At last he rose between two songs, and stood still a moment looking down on her.

"I'm afraid I have trespassed on your kindness," he said. "I am going back to the bush with a survey expedition to-morrow, and I do not know when I shall be fortunate enough to see you again."

Barbara smiled a little. "That," she said, "is for you to decide. We are 'At home' every Thursday in the afternoon – and, in your case, in the evening."

He made her a little inclination, and turned away, while Barbara sat still, looking straight in front of her, but quite oblivious of the music, until she turned with a laugh, and the girl who sat next to her glanced round.

"Was the man very amusing?" she said.

"No," said Barbara, reflectively. "I scarcely think he was. I gave him permission to call upon us, and never told him where we lived."

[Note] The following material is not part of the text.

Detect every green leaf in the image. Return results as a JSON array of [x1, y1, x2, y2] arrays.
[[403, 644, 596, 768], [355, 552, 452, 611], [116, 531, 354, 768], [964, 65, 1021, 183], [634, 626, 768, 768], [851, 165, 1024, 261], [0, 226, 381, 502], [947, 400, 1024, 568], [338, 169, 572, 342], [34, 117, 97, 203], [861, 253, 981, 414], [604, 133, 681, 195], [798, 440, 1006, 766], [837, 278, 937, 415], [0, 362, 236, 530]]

"Still, he would, like everybody else in this city, know it already."

"He may," said Barbara. "That, I suppose, is what I felt at the time, but now I scarcely think he does."

"Then one would fancy that to meet a young man of his appearance who didn't know all about you would be something quite new," said her companion, drily.

Barbara flushed ever so slightly, but her companion noticed it. She was quite aware that if she was made much of in that city it was, in part, at least, due to the fact that she was the niece of a well-known man, and had considerable possessions.